Understanding Kubernetes Network Policies with Cilium

By default, every pod in a Kubernetes cluster can send traffic to every other pod. There are no network level restrictions. A compromised pod in one namespace can freely connect to a database pod in another. A frontend pod can reach internal admin services it has no business accessing. Kubernetes does not impose any traffic rules between pods unless you explicitly create them.

Network Policies are the Kubernetes mechanism let you define rules about which pods can talk to which other pods, on which ports, and in which direction. Think of them as a virtual firewall placed in front of each pod, evaluating every packet before it is allowed through.

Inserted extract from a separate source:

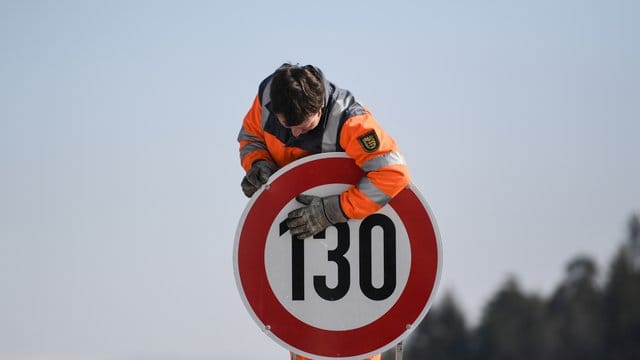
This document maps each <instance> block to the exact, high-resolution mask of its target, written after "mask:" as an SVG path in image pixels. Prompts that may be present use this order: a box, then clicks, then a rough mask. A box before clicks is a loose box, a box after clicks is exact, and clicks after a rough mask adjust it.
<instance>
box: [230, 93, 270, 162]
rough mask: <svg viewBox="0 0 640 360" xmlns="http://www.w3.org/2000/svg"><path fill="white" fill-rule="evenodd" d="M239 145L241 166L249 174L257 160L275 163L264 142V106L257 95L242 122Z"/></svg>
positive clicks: (238, 140) (238, 136)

The Virtual Firewall Model

Each pod in a Kubernetes cluster connects to a shared pod network. Traffic between pods flows through this network, and without any policies in place, everything is permitted in both directions. A Network Policy changes this by placing a firewall in front of the pod, one on the sending side and one on the receiving side, that evaluates traffic against defined rules before allowing it through.

Note: They do not inspect application layer content, authenticate callers, or replace RBAC.

How Enforcement Actually Works

Kubernetes defines the NetworkPolicy API, but it does not enforce it. The API lets you create NetworkPolicy objects, validate them, and store them. The actual enforcement is done by the CNI plugin running on each node. This is a critical distinction. If you create a NetworkPolicy in a cluster that is running a CNI plugin without policy support, the policy will be accepted and stored but will have no effect on actual traffic.

The NetworkPolicy object is handed off to the CNI plugin, which programs the firewalls on the nodes where the affected pods are running. The plugin reads the policy rules and translates them into the underlying network rules, whether that is iptables, eBPF, or another mechanism that actually control packet flow. Calico, Canal, Cilium, and Weave all support NetworkPolicy enforcement. Flannel alone does not.

How Network Policies Work in Practice

A NetworkPolicy selects pods using label selectors and defines ingress and egress rules for those pods. When a pod has at least one NetworkPolicy selecting it, Kubernetes switches it from the default allow-all posture to a default deny posture for the directions covered by the policy. Any traffic not explicitly permitted by a matching rule is dropped.

A common production pattern is to block all external internet traffic at the cluster level and then use namespace scoped policies to control which pods within the cluster can communicate with which.

In the example above, a cluster level NetworkPolicy blocks all inbound internet traffic. A second policy scoped to the backend namespace allows traffic from the frontend namespace to reach app 1, while explicitly denying access to app 2. The frontend pod can reach app 1 directly. Any attempt by the frontend pod to reach app 2 is dropped by the namespace scoped policy.

The podSelector in a NetworkPolicy uses label matching to select which pods the policy applies to. An empty podSelector matches all pods in the namespace, which is how you create a namespace-wide default deny. A namespaceSelector allows you to write rules that permit traffic from an entire namespace rather than from specific pods, which is how the frontend to backend policy above is written.